Le géant danois de la biométhanisation Nature Energy – qui prévoyait construire dix usines pour fournir le tiers du gaz naturel renouvelable dont a besoin Énergir – quitte le Québec. Le marché québécois n’est pas assez rentable, estime cette filiale de Shell.
« L’environnement réglementaire [et] les complexités de la chaîne d’approvisionnement des matières premières» seraient parmi les facteurs qui expliquent le retrait du Québec de Nature Energy, mentionne dans un courriel Stephen Doolan, porte-parole de la compagnie pétrolière Shell qui possède la multinationale danoise. Le géant pétrolier affirme également « que les aspects économiques […] n’a pas répondu aux exigences d’investissement de Shell.
Il s’agit d’un revirement à 180 degrés pour Nature Energy, qui présentait ses projets dans la province comme une porte d’entrée sur le marché nord-américain. En décembre 2022, l’entreprise a annoncé un partenariat majeur avec Énergir, affirmant planifier la construction de 10 méga-usines de biométhanisation pour produire du gaz naturel renouvelable (GNR) agricole à partir de lisier et de fumier.
Ces installations devaient permettre la production de 200 millions de mètres cubes de GNR et ainsi « atteindre le tiers de l’objectif québécois de 2030 en matière de GNR, ce qui réduirait les émissions de CO ».2 d’un maximum de 400 000 tonnes, ce qui équivaut au retrait de la route d’environ 100 000 voitures à essence.

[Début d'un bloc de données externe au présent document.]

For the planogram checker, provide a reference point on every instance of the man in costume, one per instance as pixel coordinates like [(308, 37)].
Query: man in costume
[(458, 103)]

« Ils nous ont fait part de cette décision récemment », affirme Jean-François Jaimes, directeur du développement et des énergies renouvelables chez Énergir : « Peut-être que le potentiel n’était pas aussi grand qu’ils l’espéraient initialement, du moins la vitesse à laquelle ils pourraient développer ces projets. »
Le projet Farnham – dont Énergir prend le contrôle à 100 % avec le départ de son partenaire – est bien avancé. Plus de 80% de la biomasse nécessaire à la production de RNG est actuellement sécurisée, assure M. Jaimes, précisant que cela va certainement avancer. L’inauguration de l’usine était prévue jusqu’à récemment pour 2026.
Énergir Développement n’exclut pas la possibilité d’encadrer d’autres initiatives. « On pourrait refaire les projets, mais seul ou avec de nouveaux partenaires. Avec le départ de Nature Energy, cela nous donne l’opportunité de relancer le projet avec une nouvelle gouvernance”, résume M. Jaimes, assurant “nous croyons vraiment en ce secteur”.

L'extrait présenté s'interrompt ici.